Pernyataan ini menjadi garis tegas bahwa ia tidak ingin dikaitkan dengan aliran dana apa pun dalam proses yang sedang berjalan.
Kuasa Hukum: Tidak Terima Sepeser Pun
Bantahan serupa juga disampaikan oleh kuasa hukum Roy, Ahmad Khozinudin. Ia memastikan bahwa tidak ada satu rupiah pun dana yang diterima, baik untuk kepentingan perjuangan hukum maupun kepentingan pribadi. “Saya ingin tegaskan bahwa kami tidak menerima sepeserpun Rp 1 pun dana untuk perjuangan ini baik dari Pak JK atau pihak lainnya baik untuk kepentingan perjuangan atau kepentingan keluarga kami,” ujarnya.
Lebih jauh, ia juga menegaskan bahwa tidak ada hubungan apa pun dengan Jusuf Kalla, baik secara langsung maupun tidak langsung.
Dukung Langkah Hukum Jusuf Kalla
Menariknya, di tengah bantahan tersebut, pihak Roy justru menyatakan dukungan terhadap langkah hukum yang diambil oleh Jusuf Kalla. Diketahui, JK melaporkan pihak yang menyebarkan tudingan tersebut ke aparat penegak hukum. “Kami mendukung penuh apa yang disampaikan, dilakukan oleh Pak JK,” kata Khozinudin.
Sikap ini menunjukkan bahwa kedua pihak memiliki kepentingan yang sama dalam meluruskan informasi yang dianggap tidak benar.
Dorong Pembuktian Terbuka
Selain membantah tudingan dana, kubu Roy juga mendorong agar polemik ijazah Joko Widodo diselesaikan secara terbuka. Menurut Khozinudin, transparansi menjadi kunci agar polemik ini tidak terus berlarut-larut. “Karena memang asli ya biar cepat selesai, kalau memang palsu ya cepat diproses kembali,” ujarnya.

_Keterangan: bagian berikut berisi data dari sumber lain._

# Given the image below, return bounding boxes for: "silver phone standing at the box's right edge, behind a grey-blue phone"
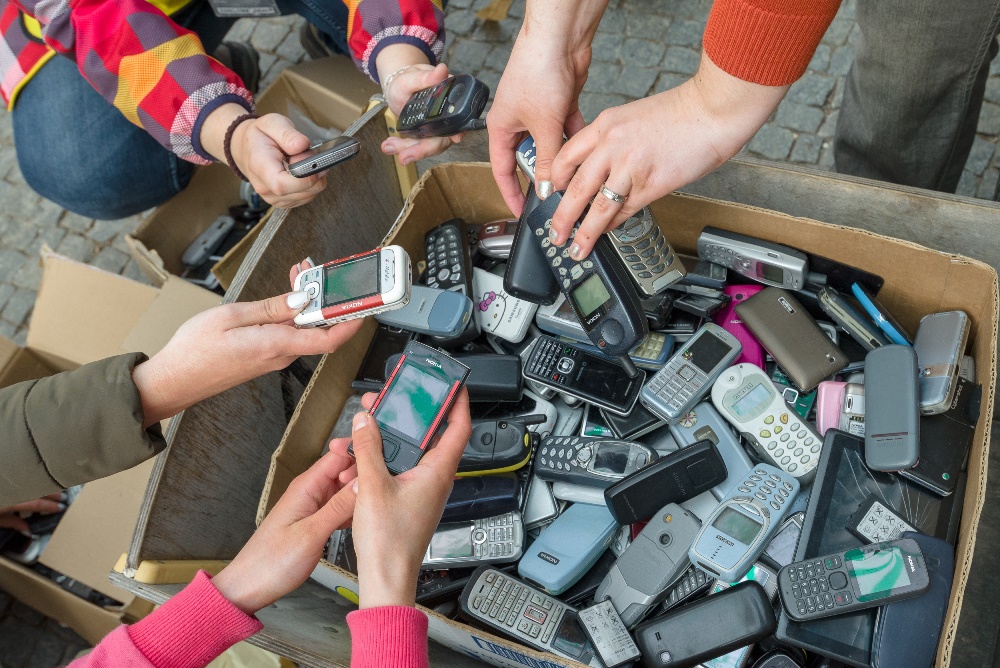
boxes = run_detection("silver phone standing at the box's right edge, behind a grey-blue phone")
[913,311,970,415]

Ia bahkan menyatakan kesiapan untuk memberikan keterangan sebagai saksi jika dibutuhkan dalam proses hukum.
Dinamika Kasus yang Berkembang
Kasus ini kini tidak hanya berkutat pada isu keaslian ijazah, tetapi juga melebar ke tudingan aliran dana dan saling lapor antar pihak. Dinamika ini menunjukkan betapa cepatnya isu publik berkembang dan bercabang, terutama ketika melibatkan tokoh-tokoh besar.
Di tengah situasi tersebut, bantahan tegas dari Roy Suryo dan tim hukumnya menjadi bagian penting dalam upaya mengklarifikasi informasi meski polemiknya sendiri tampaknya masih jauh dari kata selesai.